Cameron went on: “So imagine the engine of Israel’s economy fully unleashed to work in the region—and to meet the needs that are common to all ... Imagine Israel’s technology working hand-in-glove with those making strides with renewables—securing the future needs of their peoples for a time when their economies can no longer rely on carbon … Imagine the agreements ready to be signed off with every major trading bloc in the world.”
By inviting the Palestinians to look forward to the fruits of peace, Cameron is harmonizing with US Secretary of State John Kerry, who used his Davos speech this year to reframe the conflict. “We often spend so much time talking about what both parties stand to lose without peace that we actually sometimes forget to talk enough about what they stand to gain from peace.” He went on: “Palestinians stand to gain, above all else, an independent, viable, contiguous state, their own place among the community of nations … together, the Jewish state of Israel and the Arab state of Palestine can develop into an international hub for technology, for trade, tourism—tourism, unbelievably tourism, the holy sites of the world, of the major three religions.”
Cameron is also in lock step with Israeli Prime Minister Benjamin Netanyahu. Speaking to the recent AIPAC conference in Washington, Bibi struck a new tone. Even the left-wing Haaretz newspaper took note. “For the first time in a major speech, Netanyahu used ‘leftist’ language and stressed ‘the fruits of peace’ that Israel will enjoy if it reaches an agreement with the Palestinians. For a moment one could have thought that it was Shimon Peres at the podium or, God forbid, John Kerry.”
And there are voices in Cameron’s Conservative Party urging this sensible approach.
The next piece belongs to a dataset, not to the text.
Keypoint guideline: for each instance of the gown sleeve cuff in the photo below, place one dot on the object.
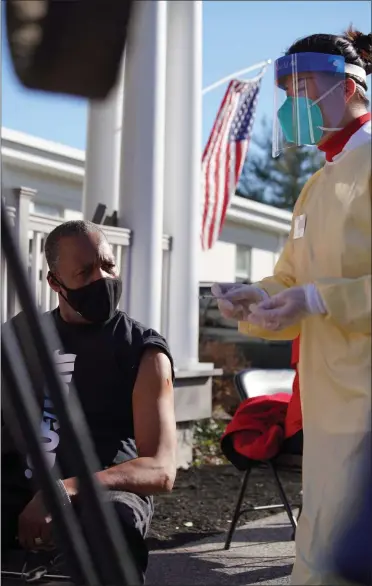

Mike Freer, MP, writes on the eve of the trip that “David Cameron should be fulsome about the benefits of success for both sides. It is a mistake to focus on what each side has to give up. Not enough time is spent telling both Israelis and Palestinians what they stand to gain.”
True, economics can’t trump politics. And yet … oh boy, could this long peace process do with a big injection of what I will call “bourgeois” attitudes. It needs a willingness to put aside the Grand Narratives of victimhood and resentment. It needs a willingness on both sides to look forward to a prosaic, peaceful, and prosperous future for future generations. Maybe we have sneered at that kind of sentiment for too long. It is a sensibility too often missing from the “peace process,” on both sides.
When the current round of negotiations were launched last July, Israel’s lead negotiator, Tzipi Livni, said something very important while standing next to her Palestinian partner, Saeb Erekat: “I can assure you that in these negotiations it is not our intention to argue about the past but to make decisions for the future.” On Thursday David Cameron is likely to suggest, gently, as a friend, in a very English way, that a similar approach from Mahmoud Abbas would be most welcome.